第2は自主自立の精神を持つことです。社会に入ると多くの人に囲まれて試練を受けます。友人や仲間もできますが、敵もできます。嫌な人にも出会います。嫌な人を避けないように留意して下さい。自分にとって聞きたくない忠告をしてくれる人は皆さんにとって最も貴重な存在なのです。それを周りの人が誰もしてくれなくなった時、その人の成長は限界を迎えます。完璧な人はこの世になく、家康が残した言葉のように、重き荷を背負いて遠い道を行かねばならないのです。どうすれば人として正しく生きることができるのでしょうか。それは自らの目標を持つだけでなく、自らを厳しく戒め、両親や友人の忠告を正しく聞き、しかし、他人に依存せずに自らの道を自ら切り開きながら生きるということです。道を拓き、人を拓くことも本学の目指す開拓精神と繋がっています。本学で学んだことを思い起こしてください。困った時、人に相談することは正しいとしても、決断するのは皆さんです。その責任をとるのも皆さんです。他に依存することなく、自らの道を進むには自分に対する自信と能力がなければなりません。それを身につけること、それが皆さんの次の目標です。就職と結婚と生死を分けた決断をする時、これは決して他人を頼らず、自らで決め、自らで責任を取ること、これが自主自立の精神が持つ意味合いです。
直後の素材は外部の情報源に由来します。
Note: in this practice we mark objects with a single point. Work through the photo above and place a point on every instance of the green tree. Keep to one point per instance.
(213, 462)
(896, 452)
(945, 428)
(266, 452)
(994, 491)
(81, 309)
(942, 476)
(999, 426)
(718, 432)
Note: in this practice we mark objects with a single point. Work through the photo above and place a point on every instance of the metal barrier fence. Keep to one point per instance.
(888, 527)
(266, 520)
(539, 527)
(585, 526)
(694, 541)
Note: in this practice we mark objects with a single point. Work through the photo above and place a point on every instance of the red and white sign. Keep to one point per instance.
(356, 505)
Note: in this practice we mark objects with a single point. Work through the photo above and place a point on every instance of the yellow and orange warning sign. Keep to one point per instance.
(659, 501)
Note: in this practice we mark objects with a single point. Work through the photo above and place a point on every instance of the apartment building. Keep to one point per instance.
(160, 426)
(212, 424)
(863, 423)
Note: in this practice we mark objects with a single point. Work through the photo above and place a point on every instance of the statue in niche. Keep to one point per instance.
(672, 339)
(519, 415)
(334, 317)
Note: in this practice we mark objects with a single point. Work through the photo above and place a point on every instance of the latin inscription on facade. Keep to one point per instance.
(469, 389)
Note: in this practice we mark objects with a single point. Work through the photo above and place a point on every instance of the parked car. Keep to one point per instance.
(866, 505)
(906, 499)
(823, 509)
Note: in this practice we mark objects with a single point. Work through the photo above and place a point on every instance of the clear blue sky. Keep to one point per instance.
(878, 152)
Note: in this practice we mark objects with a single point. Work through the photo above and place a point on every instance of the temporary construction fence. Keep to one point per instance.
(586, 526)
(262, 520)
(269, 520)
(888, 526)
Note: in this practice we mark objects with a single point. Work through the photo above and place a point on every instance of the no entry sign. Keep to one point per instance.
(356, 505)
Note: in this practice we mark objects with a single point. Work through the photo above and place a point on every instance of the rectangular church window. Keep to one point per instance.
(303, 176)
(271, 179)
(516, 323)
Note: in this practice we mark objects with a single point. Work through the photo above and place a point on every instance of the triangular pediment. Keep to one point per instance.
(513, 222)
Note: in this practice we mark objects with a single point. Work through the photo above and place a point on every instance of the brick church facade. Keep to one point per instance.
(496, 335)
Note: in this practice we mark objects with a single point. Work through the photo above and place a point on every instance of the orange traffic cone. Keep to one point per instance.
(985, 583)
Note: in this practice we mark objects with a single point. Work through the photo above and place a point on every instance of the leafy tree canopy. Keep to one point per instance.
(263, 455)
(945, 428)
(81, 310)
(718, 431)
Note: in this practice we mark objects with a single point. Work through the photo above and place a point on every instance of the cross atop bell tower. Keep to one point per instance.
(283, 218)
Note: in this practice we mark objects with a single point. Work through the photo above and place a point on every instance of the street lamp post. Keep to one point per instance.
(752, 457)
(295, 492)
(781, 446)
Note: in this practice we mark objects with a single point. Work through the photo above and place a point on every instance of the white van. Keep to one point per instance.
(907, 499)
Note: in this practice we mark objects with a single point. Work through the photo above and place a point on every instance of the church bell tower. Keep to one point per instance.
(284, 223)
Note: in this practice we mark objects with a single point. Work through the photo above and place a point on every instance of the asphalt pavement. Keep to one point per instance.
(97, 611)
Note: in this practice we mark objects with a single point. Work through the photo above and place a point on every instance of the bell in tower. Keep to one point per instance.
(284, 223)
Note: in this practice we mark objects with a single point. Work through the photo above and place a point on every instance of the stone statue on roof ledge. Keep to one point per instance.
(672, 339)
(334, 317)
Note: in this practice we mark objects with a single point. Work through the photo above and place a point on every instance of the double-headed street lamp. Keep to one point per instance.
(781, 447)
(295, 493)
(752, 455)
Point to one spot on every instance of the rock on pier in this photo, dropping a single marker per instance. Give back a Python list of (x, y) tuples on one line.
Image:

第3に社会に生きるとき、最も大切な個人の世界観-それはバランス感覚であるということを忘れないでほしいということです。社会では極端なことを言い、他人と異なる態度を示し、他人に真似のできないことをする人をもてはやす風潮があります。このような軽薄な言動を気にする必要はありません。常識的と思われても正しいことを適切に言い、広い視点から総合的に物を考える能力を付けることが大切です。その人がいるだけで周りに安心感と安定感を覚える人。こういう人が社会の求める人材です。偏った思想や歴史観を持つことはやめて下さい。しかし、思想・信条や歴史観がない人も困りものです。バランスの取れた考え方、見方をするためには、広範な知識の前に正しい歴史観が必要です。皆さんは本学にいる間に、それを学んだはずです。しかし、時代はすすみ、社会も変化します。その中で柔軟な思考を持ち、社会に対応できる優れたバランス感覚を持つ人材、これが期待される人物像です。社会のリーダーになる人の多くはこのバランス感覚を十分、身に着けている人です。

卒業して、社会に進もうとしている皆さんにいくつか申し上げましたが、要は、厳しい社会の中で自らの目標を定め、信念をもって生きて下さいということにつきます。そして、皆さんが今日の日を迎えられたのは、間違いなく御両親の愛情と先生方の指導によるものです。そのことに深い感謝の気持ちを持ち、明日からの道に精進してください。そのことを心から期待し皆さんに対するはなむけの言葉とします。